I am working on a game mechanic similar to skyrim where the player can advance time by doing different things or let the clock move on it’s own, but I don’t know how to artificially move it.
Hey @M-M2021!
It looks like the code you’re showing is only to pull what time it currently IS. Can you show the code where you’re actively setting the time? Is there a seconds/minutes/hours ticker anywhere? Or does time not flow actively?
I was going to ask the same thing did you set up a clock to actually start a Night/Day cycle in your game to actually skip
If not here is a tutorial
Game Time is largely useful for measuring player wallclock time; “real play time” (plus network dilation and maybe pausing.)
What you’re talking about is “simulated calendar time,” which sometimes advances at the same speed as game time, but sometimes doesn’t.
You need to introduce the concept of “in-game calendar time,” and have some system to manage it. Typically, GameInstance would be used for this, but for multi-player, you need to also figure out how to distribute it.
At a minimum, “in-game calendar time” is constructed by adding some “baseline time” to the current “unreal game time.” This makes them both advance at the same speed. When you store a savegame, you record the current value of in-game calendar time.
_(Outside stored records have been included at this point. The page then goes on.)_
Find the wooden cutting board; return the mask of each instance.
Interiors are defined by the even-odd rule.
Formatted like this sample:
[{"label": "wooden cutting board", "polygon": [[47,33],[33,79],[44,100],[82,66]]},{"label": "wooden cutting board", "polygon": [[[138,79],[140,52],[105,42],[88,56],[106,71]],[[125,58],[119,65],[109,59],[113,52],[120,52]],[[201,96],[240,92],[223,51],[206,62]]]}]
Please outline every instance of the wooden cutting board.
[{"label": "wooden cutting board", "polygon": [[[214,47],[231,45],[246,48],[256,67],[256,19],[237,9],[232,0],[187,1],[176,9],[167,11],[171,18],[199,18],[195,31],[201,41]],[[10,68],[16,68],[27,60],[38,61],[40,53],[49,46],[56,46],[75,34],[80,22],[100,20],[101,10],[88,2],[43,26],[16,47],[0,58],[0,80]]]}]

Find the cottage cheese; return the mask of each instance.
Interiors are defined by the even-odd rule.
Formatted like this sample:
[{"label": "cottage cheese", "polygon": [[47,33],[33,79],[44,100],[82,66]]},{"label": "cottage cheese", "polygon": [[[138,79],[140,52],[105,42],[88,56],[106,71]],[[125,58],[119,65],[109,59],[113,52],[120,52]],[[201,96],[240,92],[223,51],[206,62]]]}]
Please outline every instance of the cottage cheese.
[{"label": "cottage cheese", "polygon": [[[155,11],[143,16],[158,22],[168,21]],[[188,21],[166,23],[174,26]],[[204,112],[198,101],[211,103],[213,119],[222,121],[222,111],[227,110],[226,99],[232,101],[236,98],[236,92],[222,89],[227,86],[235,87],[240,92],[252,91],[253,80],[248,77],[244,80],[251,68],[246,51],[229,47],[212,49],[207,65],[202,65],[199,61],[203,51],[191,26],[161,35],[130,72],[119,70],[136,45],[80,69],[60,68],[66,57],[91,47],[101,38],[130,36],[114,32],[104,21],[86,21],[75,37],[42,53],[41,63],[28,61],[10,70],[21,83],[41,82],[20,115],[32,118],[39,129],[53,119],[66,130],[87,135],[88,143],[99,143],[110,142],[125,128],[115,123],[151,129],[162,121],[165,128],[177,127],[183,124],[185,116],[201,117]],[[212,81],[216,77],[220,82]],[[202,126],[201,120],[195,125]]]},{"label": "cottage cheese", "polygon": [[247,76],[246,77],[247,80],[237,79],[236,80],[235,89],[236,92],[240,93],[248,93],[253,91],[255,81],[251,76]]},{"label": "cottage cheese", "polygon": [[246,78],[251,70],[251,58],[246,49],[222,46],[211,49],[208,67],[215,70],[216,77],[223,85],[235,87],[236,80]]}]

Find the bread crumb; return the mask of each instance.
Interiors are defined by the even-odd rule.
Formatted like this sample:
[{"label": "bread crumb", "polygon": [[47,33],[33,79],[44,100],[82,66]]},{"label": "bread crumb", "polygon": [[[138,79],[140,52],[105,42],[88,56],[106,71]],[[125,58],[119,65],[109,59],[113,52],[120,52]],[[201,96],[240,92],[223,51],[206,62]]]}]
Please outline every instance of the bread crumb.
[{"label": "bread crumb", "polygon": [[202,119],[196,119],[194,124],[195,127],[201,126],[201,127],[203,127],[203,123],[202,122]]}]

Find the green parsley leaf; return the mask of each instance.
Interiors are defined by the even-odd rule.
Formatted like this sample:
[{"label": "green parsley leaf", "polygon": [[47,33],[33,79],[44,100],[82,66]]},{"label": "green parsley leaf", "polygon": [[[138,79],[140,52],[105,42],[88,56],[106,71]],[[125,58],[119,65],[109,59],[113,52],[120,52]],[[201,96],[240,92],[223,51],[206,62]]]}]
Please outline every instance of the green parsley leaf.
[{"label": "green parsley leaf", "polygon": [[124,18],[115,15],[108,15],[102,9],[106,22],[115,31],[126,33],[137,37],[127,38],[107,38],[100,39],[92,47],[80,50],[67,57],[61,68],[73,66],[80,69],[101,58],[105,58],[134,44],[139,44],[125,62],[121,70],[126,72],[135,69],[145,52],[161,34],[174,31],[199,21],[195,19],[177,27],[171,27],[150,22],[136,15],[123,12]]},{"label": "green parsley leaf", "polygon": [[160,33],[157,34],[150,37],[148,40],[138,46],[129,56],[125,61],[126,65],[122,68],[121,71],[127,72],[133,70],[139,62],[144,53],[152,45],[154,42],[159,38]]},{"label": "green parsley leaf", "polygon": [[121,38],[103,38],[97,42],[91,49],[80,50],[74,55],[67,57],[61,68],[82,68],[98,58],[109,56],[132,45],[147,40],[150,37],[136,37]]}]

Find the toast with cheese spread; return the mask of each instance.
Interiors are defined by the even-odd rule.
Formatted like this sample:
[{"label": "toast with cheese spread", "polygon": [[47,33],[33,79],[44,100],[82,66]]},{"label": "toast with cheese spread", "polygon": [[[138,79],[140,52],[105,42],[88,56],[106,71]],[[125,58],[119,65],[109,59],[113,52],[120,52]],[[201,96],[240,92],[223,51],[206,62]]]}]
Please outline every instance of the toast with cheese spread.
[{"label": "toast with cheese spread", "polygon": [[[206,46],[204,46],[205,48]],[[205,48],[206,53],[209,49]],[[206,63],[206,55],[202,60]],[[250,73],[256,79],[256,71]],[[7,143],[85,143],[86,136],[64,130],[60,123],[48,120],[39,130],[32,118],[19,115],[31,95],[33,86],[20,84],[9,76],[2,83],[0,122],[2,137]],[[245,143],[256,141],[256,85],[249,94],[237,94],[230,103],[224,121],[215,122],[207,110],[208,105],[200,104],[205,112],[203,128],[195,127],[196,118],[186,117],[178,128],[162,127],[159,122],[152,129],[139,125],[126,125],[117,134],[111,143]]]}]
When you load a game again, you read the unreal game time, and you subtract this value from the savegame calendar time, and set the basline time to that quantity, so the game resumes at the “same” simulated calendar time.
Freezing the clock when pausing requires that you have the ability to “pin” the calendar time to some other value, and then “un-pin” it (and reset the unreal/calendar relationship) when un-freezing the clock.
Jumping calendar time ahead, means adding some value to the baseline time value.
Your skydome/sunlight simulation should probably also be derived on simulated time, rather than just unreal game time. This means that you need to forward your concept of “current time” to shaders, perhaps using a shader parameter block or some other kind of global override/state.